Последнее пророчество
Шрифт:
Варрос сразу был переведен в разряд самых дорогих и перспективных гладиаторов, ничто, кроме королевской арены, ему больше не угрожало — не надо будет ублажать видом своей крови занюханных жителей провинциальных городков, где за время правления короля Мерналдита, как грибы после дождя, выросли амфитеатры для кровавых зрелищ.
Варросу было назначено индивидуальное обучение с лучшими учителями, хотя и продолжал он (до первого смертного боя) жить в общей казарме. Когда же он начнет выступать — будет жить один, чтобы никто не мешал, и питаться лучше… Но, честно говоря, Варросу не важны были
И он учился, учился, учился — всему, кроме грамоты (не у кого было, читать и писать во всей школе мог лишь ланиста). Но для того, чтобы радовать королевский взгляд своей и чужой кровью, эти знания не требовались.
Варроса берегли до особо торжественного случая, не выпуская в групповых боях и не засвечивая его раньше времени. Почти все бойцы, что набирались одновременно с ним, уже погибли или были покалечены и отданы на кухню в прислугу.
Тем временем владельцы других гладиаторских школ, чтобы выслужиться перед королем, стали распространять слухи, что школа в Дахне совсем захирела, что ее выпускники никуда не годны и гибнут, как правило, в первых схватках.
Сийрас Калеподамок — вельможа, стоявший за школой, рассвирепел и организовал выступления, где его двадцать бойцов выступят один на один против двадцати лучших гладиаторов всех других школ — мол, выбирайте сами своих героев. Варроса эти паучьи игры не касались и известие, что он свое боевое крещение примет пред взором самого короля, который обожал гладиаторские бои, считая себя большим знатоком и ценителем, воспринял довольно равнодушно.
Варрос не считал, что познал все тайны боевых искусств, но смертный бой ему был только на пользу.
За десяток дней до выступления в казарму привели новичков. Варрос, как всегда, не обратил на них внимания — скользнул равнодушно взглядом и отвернулся. Но что-то в облике одного из них цепануло окраину памяти. Он резко развернулся:
— Унгин?!
Вновь прибывший внимательно всмотрелся в тренированное, ухоженное тело человека, окликнувшего его по имени. Посмотрел в лицо. Неуверенно спросил:
— Варрос?
— Я!
Старые друзья обнялись. Стражники бросили на них быстрый взгляд — не драка ли затевается, и вернулись каждый к своим занятиям. Прочие гладиаторы не обратили на них внимания, готовясь к ночному отдыху. Варрос кивнул товарищу детства на умывалку, где уже никого не было.
Что-то давно забытое шевельнусь в груди Варроса, на него словно пахнуло запахом родных гор. Но это что-то неуловимое тут же и пропало, забитое запахами гладиаторской казармы.

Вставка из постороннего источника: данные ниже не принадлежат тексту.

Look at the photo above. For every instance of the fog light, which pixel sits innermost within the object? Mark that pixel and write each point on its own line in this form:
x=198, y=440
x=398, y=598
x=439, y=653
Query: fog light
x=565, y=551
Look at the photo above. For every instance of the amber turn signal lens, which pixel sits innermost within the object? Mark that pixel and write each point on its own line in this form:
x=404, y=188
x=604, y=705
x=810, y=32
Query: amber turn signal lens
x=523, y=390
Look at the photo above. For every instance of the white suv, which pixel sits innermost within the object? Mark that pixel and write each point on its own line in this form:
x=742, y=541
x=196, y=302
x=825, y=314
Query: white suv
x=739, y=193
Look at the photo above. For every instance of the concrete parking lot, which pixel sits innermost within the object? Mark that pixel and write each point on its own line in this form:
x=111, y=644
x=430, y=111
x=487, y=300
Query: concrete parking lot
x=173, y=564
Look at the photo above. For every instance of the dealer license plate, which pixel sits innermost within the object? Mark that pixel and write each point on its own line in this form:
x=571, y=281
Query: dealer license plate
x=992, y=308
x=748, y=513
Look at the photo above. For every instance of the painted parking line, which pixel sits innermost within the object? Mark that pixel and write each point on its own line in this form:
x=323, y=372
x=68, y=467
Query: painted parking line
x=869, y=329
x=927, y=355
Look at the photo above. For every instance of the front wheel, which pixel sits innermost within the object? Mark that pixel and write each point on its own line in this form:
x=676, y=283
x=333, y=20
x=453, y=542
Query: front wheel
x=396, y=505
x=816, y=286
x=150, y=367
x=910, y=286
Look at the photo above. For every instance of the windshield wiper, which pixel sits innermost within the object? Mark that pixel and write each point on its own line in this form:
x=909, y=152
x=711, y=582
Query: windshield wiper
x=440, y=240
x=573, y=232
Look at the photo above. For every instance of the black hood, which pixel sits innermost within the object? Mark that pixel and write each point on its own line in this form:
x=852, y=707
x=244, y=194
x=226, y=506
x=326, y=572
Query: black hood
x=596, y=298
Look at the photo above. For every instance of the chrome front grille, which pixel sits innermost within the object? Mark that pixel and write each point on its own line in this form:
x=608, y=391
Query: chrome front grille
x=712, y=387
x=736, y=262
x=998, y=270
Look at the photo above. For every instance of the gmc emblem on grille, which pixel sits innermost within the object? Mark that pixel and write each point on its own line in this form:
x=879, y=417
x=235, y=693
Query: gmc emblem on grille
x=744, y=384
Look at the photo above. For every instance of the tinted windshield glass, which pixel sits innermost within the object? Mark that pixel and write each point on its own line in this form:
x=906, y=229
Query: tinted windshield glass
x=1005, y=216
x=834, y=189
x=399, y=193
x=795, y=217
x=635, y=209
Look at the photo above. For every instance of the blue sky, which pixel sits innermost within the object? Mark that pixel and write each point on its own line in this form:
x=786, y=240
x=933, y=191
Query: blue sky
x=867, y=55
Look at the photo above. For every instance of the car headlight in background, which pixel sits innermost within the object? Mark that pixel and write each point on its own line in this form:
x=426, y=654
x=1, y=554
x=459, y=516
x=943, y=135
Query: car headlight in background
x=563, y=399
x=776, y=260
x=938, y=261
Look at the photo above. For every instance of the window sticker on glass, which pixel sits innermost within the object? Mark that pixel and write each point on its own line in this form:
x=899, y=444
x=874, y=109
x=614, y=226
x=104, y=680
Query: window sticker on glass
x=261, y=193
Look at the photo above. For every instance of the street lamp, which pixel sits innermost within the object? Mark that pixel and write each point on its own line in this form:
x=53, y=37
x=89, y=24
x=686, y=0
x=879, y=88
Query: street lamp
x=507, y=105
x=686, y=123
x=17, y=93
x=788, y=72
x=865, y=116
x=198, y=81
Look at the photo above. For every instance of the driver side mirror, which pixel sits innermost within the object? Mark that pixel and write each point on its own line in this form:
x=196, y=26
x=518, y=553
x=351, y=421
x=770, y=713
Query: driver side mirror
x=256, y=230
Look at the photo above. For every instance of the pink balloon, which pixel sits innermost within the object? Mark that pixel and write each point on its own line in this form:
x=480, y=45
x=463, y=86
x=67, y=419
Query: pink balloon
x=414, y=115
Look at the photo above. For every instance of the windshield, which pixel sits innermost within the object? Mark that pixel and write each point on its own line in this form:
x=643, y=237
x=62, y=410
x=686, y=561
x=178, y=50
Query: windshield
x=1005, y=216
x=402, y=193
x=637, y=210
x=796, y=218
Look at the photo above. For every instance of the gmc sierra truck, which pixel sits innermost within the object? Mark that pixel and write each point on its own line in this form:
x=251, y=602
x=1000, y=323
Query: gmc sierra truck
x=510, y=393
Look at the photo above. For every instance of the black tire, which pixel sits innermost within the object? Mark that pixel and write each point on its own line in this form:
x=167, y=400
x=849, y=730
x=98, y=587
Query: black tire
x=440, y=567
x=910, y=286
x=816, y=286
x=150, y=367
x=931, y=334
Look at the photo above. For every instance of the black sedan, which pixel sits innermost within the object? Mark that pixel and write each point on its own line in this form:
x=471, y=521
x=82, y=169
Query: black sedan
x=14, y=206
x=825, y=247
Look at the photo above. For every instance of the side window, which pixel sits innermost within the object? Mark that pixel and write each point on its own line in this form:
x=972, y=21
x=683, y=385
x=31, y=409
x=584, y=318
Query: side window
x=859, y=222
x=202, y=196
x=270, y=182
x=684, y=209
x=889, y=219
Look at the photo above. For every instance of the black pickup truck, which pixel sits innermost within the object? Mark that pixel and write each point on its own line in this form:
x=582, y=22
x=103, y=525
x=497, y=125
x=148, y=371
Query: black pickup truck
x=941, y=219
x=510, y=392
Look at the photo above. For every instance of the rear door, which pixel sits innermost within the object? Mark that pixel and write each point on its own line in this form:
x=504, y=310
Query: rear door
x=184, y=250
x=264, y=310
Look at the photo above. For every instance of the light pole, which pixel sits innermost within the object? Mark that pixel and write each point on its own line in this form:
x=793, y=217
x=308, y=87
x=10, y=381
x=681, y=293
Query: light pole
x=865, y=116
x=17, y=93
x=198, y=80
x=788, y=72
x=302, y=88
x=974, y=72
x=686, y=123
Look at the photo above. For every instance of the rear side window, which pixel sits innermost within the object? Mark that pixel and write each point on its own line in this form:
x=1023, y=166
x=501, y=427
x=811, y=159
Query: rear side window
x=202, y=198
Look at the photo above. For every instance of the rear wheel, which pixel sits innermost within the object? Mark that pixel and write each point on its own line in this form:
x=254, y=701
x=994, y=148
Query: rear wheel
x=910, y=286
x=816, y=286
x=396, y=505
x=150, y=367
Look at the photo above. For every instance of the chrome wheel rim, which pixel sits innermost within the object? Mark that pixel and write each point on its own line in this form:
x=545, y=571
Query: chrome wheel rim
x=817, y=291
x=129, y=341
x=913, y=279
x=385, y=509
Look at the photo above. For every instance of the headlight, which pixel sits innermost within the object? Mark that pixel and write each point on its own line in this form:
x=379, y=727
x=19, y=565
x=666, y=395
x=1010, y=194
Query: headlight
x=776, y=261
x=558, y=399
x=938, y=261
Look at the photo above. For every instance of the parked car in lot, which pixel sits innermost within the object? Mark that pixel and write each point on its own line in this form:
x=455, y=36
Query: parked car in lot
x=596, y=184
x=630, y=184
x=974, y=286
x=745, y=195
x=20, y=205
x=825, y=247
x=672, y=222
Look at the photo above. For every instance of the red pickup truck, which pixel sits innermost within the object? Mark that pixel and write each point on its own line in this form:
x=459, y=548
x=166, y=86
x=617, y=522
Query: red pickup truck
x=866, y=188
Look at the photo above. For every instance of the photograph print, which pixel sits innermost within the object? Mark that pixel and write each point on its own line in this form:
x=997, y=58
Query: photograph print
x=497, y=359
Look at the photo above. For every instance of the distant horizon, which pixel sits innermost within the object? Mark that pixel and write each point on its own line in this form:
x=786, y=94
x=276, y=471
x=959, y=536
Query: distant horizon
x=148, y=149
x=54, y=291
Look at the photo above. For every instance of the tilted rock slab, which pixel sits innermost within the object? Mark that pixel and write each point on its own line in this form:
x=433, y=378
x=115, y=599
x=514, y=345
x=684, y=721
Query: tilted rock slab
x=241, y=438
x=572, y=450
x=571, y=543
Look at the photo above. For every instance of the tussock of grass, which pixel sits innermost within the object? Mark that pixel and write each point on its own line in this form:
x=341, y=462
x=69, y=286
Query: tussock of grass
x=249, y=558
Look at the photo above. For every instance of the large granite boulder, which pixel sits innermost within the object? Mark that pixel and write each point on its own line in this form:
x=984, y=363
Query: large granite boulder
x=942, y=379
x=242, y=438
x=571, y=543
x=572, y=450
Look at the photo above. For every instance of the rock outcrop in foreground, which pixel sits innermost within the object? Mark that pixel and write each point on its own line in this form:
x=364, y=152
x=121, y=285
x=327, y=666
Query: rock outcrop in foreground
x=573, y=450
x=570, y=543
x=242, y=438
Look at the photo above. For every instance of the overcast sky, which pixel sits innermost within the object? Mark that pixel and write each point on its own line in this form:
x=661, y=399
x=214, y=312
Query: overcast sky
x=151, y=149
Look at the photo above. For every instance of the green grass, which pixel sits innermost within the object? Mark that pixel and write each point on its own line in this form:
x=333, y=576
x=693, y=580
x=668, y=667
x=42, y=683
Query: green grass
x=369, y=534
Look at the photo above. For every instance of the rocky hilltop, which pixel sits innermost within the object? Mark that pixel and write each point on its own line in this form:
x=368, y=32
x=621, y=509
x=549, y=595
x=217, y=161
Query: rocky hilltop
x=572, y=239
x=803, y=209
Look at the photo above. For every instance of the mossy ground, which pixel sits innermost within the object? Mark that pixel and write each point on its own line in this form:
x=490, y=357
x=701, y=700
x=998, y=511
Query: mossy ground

— Варрос! Ты жив! Я думал, что ты давно погиб! — воскликнул Унгин. — Как ты изменился, я бы тебя и не узнал — похудел, да еще эта борода! А в племени считали, что ты погиб. Там в окрестностях бродил белый житель гор, решили, что ты попался на его зов.
— Да, я его видел, — кивнул Варрос.
В гладиаторской школе от болтливости отучали любого, а Варрос этим особенно никогда и не грешил. Он смотрел на товарища детства и жалел, что позвал его. Говорить ему с ним было абсолютно не о чем. Родной остров и все, что с ним связано, умерло в его сердце навсегда. И хотя был очень маловероятен шанс, что он сойдется с Унгином на арене, Варрос точно знал, что, если это случится, он убьет его.
— Я так рад, что встретил тебя! — продолжал Унгин. — Лунгарзийцы напали на нашу стоянку, всех убили или забрали в рабство. Тарлак, наш с тобой учитель — помнишь его? — погиб с копьем в руках. Многие погибли, многих, кто послабее, убили. Не по-человечески убили, повесили на деревьях ногами вверх, словно скотину, перед тем как шкуру снять, бр-р. А я вот уж сколько дней в колодках, почти ничего не ел, все думаю о побеге. Наконец-то с меня сняли кандалы! Теперь я сбегу точно. Как я рад, Варрос, что встретил тебя! Вдвоем будет сбежать гораздо легче!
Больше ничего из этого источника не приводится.